Suchttherapie 2015; 16 - S_31_01
DOI: 10.1055/s-0035-1557614

DEN Crystalkonsumenten gibt es nicht – Ergebnis einer explorativen Studie

T Pfeiffer-Gerschel 1, L Jakob 1
  • 1Institut für Therapieforschung, München

Einleitung: Aus dem Zusammenspiel des bekannten Schadenspotentials von Crystal oder kristallinem Methamphetamin (MA) und einer offensichtlich wachsenden Zahl an Konsumenten in Deutschland ergibt sich ein erhöhter Bedarf an wirksamen Behandlungsmaßnahmen. Konventionelle Suchttherapien wie kognitiv-verhaltenstherapeutische und soziotherapeutische Programme stoßen oftmals an ihre Grenzen und sind nur eingeschränkt wirksam. Es werden Präventions- und Behandlungskonzepte benötigt, die spezifischer auf diese Konsumentengruppe zugeschnitten sind. Fragstellung: Ist aufgrund statistischer Verfahren eine differenzierte Beschreibung „typischer“ Bedürfnis- und Problemmuster der Gruppe der MA-Konsumenten möglich, die klinische Relevanz aufweist und die Entwicklung spezifischer Interventionsprogramme unterstützen kann?

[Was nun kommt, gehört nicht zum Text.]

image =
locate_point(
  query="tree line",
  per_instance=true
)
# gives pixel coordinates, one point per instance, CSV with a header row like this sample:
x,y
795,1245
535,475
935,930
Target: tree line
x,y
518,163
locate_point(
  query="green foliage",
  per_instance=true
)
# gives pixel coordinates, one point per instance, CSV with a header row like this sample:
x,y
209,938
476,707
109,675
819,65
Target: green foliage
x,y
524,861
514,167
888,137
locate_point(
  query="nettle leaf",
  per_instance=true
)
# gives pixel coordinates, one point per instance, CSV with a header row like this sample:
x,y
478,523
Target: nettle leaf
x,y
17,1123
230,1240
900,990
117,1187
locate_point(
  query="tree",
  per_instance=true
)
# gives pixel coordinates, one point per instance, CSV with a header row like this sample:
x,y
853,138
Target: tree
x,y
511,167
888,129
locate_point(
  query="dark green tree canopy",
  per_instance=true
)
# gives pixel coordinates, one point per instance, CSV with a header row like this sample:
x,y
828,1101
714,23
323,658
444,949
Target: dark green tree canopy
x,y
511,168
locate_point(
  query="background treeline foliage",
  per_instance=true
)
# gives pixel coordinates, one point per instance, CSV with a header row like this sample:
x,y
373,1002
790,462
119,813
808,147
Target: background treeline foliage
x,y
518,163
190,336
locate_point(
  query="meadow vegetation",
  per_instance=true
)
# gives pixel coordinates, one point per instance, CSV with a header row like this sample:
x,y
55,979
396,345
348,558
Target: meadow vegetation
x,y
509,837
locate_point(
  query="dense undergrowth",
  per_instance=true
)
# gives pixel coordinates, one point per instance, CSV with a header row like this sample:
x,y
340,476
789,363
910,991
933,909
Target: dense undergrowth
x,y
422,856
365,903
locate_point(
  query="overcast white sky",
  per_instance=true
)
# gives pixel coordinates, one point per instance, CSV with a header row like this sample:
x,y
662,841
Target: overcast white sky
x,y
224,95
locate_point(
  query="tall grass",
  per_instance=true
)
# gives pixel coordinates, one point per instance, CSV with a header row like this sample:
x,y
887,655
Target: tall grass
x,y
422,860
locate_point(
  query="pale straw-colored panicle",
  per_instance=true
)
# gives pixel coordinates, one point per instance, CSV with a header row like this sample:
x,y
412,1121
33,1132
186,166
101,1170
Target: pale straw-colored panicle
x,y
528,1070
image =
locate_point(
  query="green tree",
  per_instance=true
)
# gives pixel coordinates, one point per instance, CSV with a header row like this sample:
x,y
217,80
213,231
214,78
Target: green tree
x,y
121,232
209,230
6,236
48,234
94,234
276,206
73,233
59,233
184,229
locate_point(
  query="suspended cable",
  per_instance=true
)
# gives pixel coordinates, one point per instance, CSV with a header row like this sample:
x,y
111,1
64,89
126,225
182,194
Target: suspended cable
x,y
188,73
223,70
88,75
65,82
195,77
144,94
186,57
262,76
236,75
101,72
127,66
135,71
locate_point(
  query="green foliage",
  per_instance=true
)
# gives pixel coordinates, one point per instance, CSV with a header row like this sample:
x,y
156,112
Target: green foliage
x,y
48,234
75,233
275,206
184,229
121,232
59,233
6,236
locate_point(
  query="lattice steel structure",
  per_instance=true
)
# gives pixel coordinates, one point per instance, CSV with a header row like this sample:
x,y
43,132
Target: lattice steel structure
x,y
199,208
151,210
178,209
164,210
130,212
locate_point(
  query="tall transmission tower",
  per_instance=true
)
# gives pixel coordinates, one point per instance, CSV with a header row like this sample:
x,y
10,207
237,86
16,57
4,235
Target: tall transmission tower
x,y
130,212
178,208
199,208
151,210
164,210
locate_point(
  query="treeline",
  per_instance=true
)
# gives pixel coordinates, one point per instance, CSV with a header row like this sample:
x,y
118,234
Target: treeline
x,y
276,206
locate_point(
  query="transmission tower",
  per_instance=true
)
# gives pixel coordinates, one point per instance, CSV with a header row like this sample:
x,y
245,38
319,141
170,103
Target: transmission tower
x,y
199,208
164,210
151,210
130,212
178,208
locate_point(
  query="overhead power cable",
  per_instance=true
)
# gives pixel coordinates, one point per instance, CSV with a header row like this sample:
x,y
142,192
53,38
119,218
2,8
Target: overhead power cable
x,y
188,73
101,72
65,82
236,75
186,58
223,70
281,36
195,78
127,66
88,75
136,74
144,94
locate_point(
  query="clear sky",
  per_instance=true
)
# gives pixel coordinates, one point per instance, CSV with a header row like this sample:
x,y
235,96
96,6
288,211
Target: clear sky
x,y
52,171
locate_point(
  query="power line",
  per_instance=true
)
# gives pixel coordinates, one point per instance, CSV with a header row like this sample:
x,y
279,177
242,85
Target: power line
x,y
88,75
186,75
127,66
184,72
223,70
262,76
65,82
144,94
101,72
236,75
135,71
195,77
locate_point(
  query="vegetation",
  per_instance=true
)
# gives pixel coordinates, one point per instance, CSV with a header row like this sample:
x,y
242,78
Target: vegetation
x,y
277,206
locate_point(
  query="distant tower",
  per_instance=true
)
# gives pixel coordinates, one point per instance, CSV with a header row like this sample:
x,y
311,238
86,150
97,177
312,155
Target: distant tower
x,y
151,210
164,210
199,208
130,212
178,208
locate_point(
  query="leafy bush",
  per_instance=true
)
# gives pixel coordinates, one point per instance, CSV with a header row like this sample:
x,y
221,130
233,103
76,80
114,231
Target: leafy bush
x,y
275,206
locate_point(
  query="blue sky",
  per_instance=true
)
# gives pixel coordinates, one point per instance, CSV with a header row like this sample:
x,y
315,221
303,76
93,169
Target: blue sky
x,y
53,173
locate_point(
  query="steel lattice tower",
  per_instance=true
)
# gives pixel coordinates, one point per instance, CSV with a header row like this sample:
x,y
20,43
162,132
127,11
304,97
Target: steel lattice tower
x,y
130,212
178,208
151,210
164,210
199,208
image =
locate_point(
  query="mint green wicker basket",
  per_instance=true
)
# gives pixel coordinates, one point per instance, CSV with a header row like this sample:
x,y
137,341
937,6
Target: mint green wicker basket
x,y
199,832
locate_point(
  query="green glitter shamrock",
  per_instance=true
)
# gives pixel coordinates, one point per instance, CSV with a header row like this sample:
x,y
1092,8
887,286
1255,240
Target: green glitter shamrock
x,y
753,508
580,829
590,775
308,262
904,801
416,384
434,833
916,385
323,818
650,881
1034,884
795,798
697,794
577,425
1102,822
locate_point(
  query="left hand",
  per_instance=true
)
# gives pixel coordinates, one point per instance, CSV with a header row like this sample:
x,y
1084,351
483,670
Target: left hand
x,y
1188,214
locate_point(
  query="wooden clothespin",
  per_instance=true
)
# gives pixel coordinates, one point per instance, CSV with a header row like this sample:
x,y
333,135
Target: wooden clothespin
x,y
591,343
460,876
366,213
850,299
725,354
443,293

Methoden: In unserer Untersuchung wurden durch Fragebögen erhobene Daten von N = 127 MA-Konsumenten, die in Kontakt mit dem Beratungs- und/oder Behandlungseinrichtungen stehen, mit einer Clusteranalyse untersucht.

Ergebnisse: Es ergaben sich fünf distinkte Cluster mit unterschiedlichen Besetzungsgrößen. Die Cluster waren deutlich nach Alter und etwas weniger deutlich nach der benötigten Menge pro Konsumeinheit gestaffelt. Über alle Cluster hinweg fand sich ein mehrheitlicher Anteil männlicher Konsumenten und eine starke Ausprägung des Konsummotivs „Leistungssteigerung“ bei einer insgesamt hohen Anzahl verschiedener angegebener Motive. Ebenso war sniefen als Applikationsform über alle Cluster hinweg die häufigste Konsumform. In jedem Cluster waren mindestens 50% der Konsumenten bereits strafrechtlich in Erscheinung getreten. Bis auf eine Ausnahme weisen alle Cluster hohe Werte im Beikonsum auf, wobei Cannabis die am häufigsten genannte Droge ist.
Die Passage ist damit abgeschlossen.